Now, when I read that, my first thought was that certainly sounds like a "circumvention device" under the DMCA. The author is Canadian, so he may be protected for now, since Canada (thankfully) doesn't yet have an anti-circumvention clause that makes any such circumvention tool illegal -- though, the Canadian government is still apparently considering a law that would add just such a clause. Of course, to anyone who understands what's going on, that's ridiculous. Four simple lines of code to remove a javascript popup should not be considered a tool for infringement, but it is.
Of course, that got me wondering. I tend to use the always excellent NoScript extension when browsing, which turns off javascript, except on a few key sites where I enable it.

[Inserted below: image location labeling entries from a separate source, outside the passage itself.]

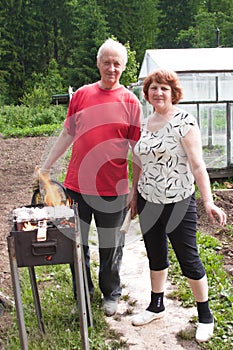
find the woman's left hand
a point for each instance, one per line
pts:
(213, 211)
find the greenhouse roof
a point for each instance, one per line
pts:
(198, 60)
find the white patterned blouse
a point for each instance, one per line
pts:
(166, 175)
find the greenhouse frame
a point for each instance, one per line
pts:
(206, 76)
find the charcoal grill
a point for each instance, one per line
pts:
(61, 246)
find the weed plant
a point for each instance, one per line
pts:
(220, 291)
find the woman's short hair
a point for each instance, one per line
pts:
(168, 77)
(111, 44)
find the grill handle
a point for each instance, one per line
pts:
(44, 248)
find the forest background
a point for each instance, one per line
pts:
(48, 45)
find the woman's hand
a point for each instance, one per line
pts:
(214, 212)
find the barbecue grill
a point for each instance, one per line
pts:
(47, 236)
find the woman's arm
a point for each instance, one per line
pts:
(193, 148)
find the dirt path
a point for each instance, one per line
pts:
(160, 334)
(18, 158)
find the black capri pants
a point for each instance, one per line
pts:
(178, 222)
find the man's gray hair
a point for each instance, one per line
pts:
(111, 44)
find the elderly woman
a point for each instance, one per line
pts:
(170, 152)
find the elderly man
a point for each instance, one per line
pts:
(102, 123)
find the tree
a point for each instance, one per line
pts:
(89, 30)
(174, 16)
(133, 21)
(204, 31)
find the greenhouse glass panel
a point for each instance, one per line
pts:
(212, 121)
(191, 108)
(225, 87)
(198, 87)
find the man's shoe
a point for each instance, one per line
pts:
(204, 331)
(146, 317)
(110, 307)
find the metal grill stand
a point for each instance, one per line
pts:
(84, 306)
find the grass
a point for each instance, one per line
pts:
(62, 327)
(220, 291)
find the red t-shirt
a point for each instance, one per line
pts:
(104, 124)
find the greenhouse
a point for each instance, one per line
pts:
(206, 76)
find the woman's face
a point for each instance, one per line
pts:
(160, 96)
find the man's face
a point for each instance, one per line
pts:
(110, 66)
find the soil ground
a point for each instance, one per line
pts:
(18, 158)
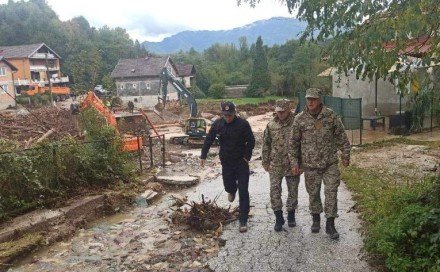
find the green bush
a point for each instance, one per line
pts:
(197, 93)
(403, 222)
(50, 171)
(217, 90)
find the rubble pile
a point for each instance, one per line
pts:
(27, 126)
(204, 216)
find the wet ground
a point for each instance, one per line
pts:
(141, 239)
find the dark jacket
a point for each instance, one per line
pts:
(236, 140)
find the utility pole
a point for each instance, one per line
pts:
(48, 78)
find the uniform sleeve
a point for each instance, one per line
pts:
(249, 140)
(295, 144)
(267, 146)
(210, 138)
(342, 139)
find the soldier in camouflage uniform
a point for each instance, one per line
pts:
(274, 154)
(317, 134)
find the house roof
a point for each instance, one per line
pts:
(327, 72)
(414, 47)
(12, 67)
(185, 69)
(24, 51)
(142, 67)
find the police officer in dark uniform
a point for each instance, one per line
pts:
(236, 141)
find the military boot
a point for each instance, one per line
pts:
(330, 228)
(279, 220)
(316, 222)
(291, 218)
(242, 218)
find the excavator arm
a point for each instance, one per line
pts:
(93, 101)
(130, 142)
(166, 77)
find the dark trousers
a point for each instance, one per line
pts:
(236, 177)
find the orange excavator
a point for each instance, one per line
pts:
(130, 142)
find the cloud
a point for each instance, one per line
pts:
(153, 20)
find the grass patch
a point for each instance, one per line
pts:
(402, 222)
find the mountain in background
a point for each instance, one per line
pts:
(277, 30)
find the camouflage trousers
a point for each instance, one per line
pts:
(292, 182)
(330, 176)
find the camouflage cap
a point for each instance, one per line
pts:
(282, 104)
(313, 93)
(228, 107)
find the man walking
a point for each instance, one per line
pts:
(317, 135)
(275, 161)
(236, 141)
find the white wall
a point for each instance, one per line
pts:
(387, 99)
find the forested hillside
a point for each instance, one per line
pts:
(89, 54)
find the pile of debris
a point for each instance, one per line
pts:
(204, 216)
(28, 126)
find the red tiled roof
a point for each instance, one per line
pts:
(415, 47)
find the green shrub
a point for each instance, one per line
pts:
(217, 90)
(197, 93)
(403, 222)
(50, 171)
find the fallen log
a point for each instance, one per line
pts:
(45, 135)
(203, 216)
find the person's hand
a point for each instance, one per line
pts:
(296, 171)
(266, 167)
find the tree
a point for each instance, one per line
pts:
(372, 36)
(260, 81)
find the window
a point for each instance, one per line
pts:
(4, 88)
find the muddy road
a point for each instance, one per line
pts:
(142, 239)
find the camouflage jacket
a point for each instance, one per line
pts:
(317, 140)
(275, 141)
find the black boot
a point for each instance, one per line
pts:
(291, 218)
(330, 228)
(316, 222)
(279, 220)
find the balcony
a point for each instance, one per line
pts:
(42, 56)
(20, 82)
(38, 68)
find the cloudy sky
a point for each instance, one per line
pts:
(153, 20)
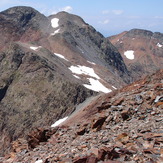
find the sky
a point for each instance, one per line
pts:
(109, 17)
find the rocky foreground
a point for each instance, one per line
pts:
(124, 126)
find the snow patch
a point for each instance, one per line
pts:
(114, 87)
(55, 32)
(159, 45)
(60, 56)
(84, 70)
(95, 85)
(129, 54)
(76, 76)
(54, 22)
(59, 122)
(39, 161)
(91, 63)
(35, 47)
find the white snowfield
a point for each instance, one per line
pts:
(129, 54)
(60, 56)
(159, 45)
(59, 122)
(35, 47)
(76, 76)
(54, 22)
(39, 161)
(95, 85)
(114, 87)
(84, 70)
(55, 32)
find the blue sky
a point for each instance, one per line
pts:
(107, 16)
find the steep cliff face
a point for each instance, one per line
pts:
(49, 65)
(141, 50)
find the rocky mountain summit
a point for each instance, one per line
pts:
(142, 51)
(123, 126)
(60, 68)
(48, 66)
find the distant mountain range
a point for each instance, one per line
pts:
(142, 51)
(50, 65)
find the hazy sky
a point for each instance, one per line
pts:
(107, 16)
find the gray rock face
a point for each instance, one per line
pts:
(147, 47)
(94, 45)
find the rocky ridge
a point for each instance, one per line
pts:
(142, 51)
(123, 126)
(38, 55)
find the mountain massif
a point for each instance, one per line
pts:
(141, 50)
(59, 66)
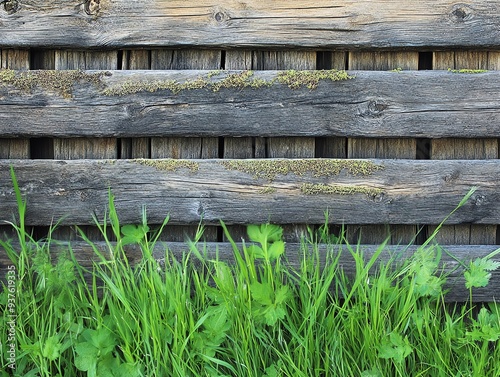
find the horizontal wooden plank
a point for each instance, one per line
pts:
(255, 191)
(253, 23)
(413, 104)
(450, 264)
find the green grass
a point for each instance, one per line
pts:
(256, 316)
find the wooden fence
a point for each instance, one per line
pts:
(192, 111)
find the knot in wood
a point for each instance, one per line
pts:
(220, 16)
(92, 7)
(10, 6)
(461, 12)
(479, 200)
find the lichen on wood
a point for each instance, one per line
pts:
(215, 82)
(60, 82)
(324, 189)
(270, 169)
(169, 164)
(310, 79)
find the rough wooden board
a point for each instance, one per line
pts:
(91, 146)
(382, 148)
(329, 147)
(15, 59)
(413, 192)
(449, 264)
(255, 23)
(288, 147)
(71, 149)
(373, 104)
(19, 60)
(186, 147)
(464, 149)
(135, 147)
(14, 148)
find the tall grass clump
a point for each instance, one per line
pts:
(253, 313)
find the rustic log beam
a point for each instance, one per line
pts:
(254, 191)
(406, 104)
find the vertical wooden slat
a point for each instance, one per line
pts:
(83, 148)
(135, 147)
(382, 148)
(455, 148)
(14, 148)
(331, 147)
(178, 147)
(298, 147)
(239, 147)
(86, 147)
(288, 147)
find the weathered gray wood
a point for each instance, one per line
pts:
(449, 264)
(89, 147)
(373, 104)
(281, 60)
(331, 147)
(277, 24)
(382, 148)
(19, 60)
(454, 148)
(186, 147)
(402, 192)
(136, 147)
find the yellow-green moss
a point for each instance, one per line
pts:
(60, 82)
(310, 79)
(323, 189)
(267, 190)
(131, 87)
(238, 80)
(269, 169)
(169, 164)
(469, 71)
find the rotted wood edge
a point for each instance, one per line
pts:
(397, 104)
(283, 191)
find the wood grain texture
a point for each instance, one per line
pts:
(382, 148)
(455, 148)
(373, 104)
(411, 192)
(293, 257)
(186, 147)
(254, 23)
(136, 147)
(19, 60)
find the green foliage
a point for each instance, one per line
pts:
(263, 313)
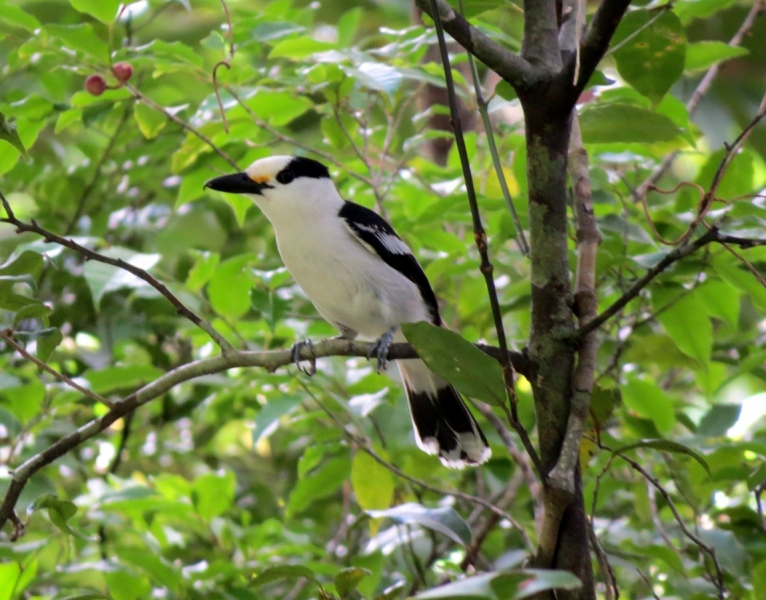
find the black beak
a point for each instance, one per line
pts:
(238, 183)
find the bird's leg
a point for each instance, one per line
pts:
(381, 347)
(296, 354)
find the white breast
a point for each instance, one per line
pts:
(349, 285)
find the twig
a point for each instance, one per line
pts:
(224, 63)
(479, 234)
(180, 307)
(484, 112)
(648, 584)
(758, 491)
(511, 67)
(701, 90)
(6, 335)
(612, 592)
(268, 359)
(144, 98)
(709, 550)
(96, 174)
(674, 256)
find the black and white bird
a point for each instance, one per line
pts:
(364, 280)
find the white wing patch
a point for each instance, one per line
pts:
(392, 243)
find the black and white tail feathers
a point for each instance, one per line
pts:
(443, 424)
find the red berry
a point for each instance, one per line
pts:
(122, 71)
(95, 85)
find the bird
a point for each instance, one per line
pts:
(364, 280)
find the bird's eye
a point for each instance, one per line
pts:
(285, 177)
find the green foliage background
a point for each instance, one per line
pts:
(226, 476)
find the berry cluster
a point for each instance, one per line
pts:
(96, 84)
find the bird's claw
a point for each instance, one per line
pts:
(380, 349)
(296, 354)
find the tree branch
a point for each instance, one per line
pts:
(677, 254)
(6, 335)
(268, 359)
(586, 306)
(180, 307)
(511, 67)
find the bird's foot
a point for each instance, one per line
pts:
(381, 347)
(296, 354)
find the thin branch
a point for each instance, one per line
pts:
(97, 173)
(709, 550)
(224, 63)
(6, 335)
(674, 256)
(268, 359)
(149, 102)
(484, 112)
(180, 307)
(511, 67)
(701, 90)
(480, 237)
(612, 592)
(595, 44)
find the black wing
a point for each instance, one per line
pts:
(377, 236)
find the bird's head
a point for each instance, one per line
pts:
(282, 185)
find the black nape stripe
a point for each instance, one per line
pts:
(308, 167)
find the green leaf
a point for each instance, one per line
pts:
(323, 482)
(150, 121)
(508, 585)
(59, 512)
(14, 16)
(283, 572)
(719, 419)
(687, 323)
(126, 586)
(270, 305)
(24, 401)
(373, 483)
(720, 300)
(278, 108)
(703, 55)
(10, 134)
(649, 402)
(229, 287)
(103, 278)
(104, 10)
(687, 10)
(653, 58)
(297, 48)
(9, 575)
(757, 477)
(81, 38)
(213, 494)
(202, 270)
(458, 361)
(667, 446)
(46, 344)
(347, 579)
(445, 520)
(268, 417)
(621, 123)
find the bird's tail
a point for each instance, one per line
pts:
(443, 424)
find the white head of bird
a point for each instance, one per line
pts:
(284, 187)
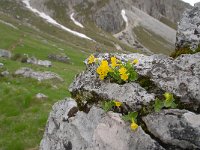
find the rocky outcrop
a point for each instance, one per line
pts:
(180, 77)
(87, 86)
(93, 131)
(5, 53)
(176, 127)
(60, 58)
(188, 33)
(29, 73)
(71, 126)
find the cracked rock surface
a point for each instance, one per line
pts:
(88, 86)
(175, 127)
(93, 131)
(180, 76)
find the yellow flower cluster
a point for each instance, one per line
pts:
(91, 59)
(118, 104)
(123, 73)
(103, 69)
(114, 61)
(134, 126)
(135, 61)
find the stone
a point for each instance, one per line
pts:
(180, 76)
(188, 33)
(89, 86)
(92, 131)
(180, 128)
(61, 58)
(5, 73)
(38, 75)
(5, 53)
(41, 96)
(35, 61)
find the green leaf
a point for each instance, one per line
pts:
(168, 96)
(158, 105)
(133, 76)
(131, 116)
(168, 103)
(174, 105)
(107, 106)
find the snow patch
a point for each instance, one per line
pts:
(9, 24)
(54, 22)
(123, 13)
(75, 21)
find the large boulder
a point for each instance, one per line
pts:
(29, 73)
(175, 127)
(71, 126)
(92, 131)
(87, 86)
(188, 33)
(180, 77)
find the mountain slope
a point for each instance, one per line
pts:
(106, 15)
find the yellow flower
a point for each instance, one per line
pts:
(134, 126)
(91, 59)
(114, 61)
(103, 69)
(122, 70)
(168, 96)
(123, 74)
(124, 77)
(118, 104)
(135, 61)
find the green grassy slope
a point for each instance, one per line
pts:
(153, 42)
(22, 116)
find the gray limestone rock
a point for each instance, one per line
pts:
(29, 73)
(188, 33)
(175, 127)
(87, 85)
(93, 131)
(180, 76)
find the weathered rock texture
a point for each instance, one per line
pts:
(176, 127)
(88, 86)
(157, 17)
(5, 53)
(93, 131)
(180, 77)
(188, 33)
(29, 73)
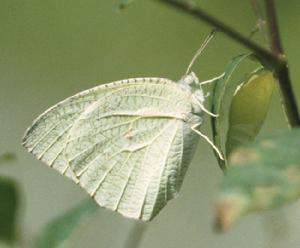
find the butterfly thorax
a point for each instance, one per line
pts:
(190, 83)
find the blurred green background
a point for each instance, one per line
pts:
(52, 49)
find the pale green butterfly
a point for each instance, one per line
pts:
(127, 143)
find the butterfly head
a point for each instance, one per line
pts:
(191, 82)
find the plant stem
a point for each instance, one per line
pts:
(274, 60)
(281, 72)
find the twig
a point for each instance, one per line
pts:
(270, 59)
(281, 72)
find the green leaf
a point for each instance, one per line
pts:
(218, 94)
(125, 3)
(249, 108)
(56, 233)
(8, 209)
(263, 175)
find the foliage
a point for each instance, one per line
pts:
(8, 209)
(262, 175)
(57, 232)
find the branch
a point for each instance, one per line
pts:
(281, 72)
(273, 60)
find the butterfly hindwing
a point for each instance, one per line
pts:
(127, 144)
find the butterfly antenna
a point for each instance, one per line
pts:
(200, 50)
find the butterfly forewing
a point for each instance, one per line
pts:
(127, 144)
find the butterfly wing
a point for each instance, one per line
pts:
(128, 147)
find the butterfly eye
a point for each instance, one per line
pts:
(199, 95)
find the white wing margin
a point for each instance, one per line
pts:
(46, 137)
(127, 145)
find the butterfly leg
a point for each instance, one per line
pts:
(194, 128)
(207, 111)
(211, 80)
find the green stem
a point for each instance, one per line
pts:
(273, 60)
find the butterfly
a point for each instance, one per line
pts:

If the stories about the NYT paywall being done in javascript are true, then I'll simply never run into it at all, no matter what I do.
So, here's the question: have I broken the law by using NoScript? I've used it for years, and it seems pretty ridiculous to claim that I now need to specifically go and whitelist the NYTimes just because it wants to hit me with an incredibly porous paywall. But, technically, I could see how an argument could be made that merely using NoScript makes me a DMCA violator by "circumventing" technical protection measures. Does this also mean that NoScript -- an incredibly useful tool -- has suddenly become a "circumvention device" overnight, because the NYTimes programmed an incredibly stupid paywall in javascript?
What this really should highlight is the massive problem with automatically outlawing all "circumvention" and "circumvention devices." It leads to particularly dumb situations like this, when a clueless newspaper puts up an amazingly poorly thought out paywall in a manner that makes very little sense.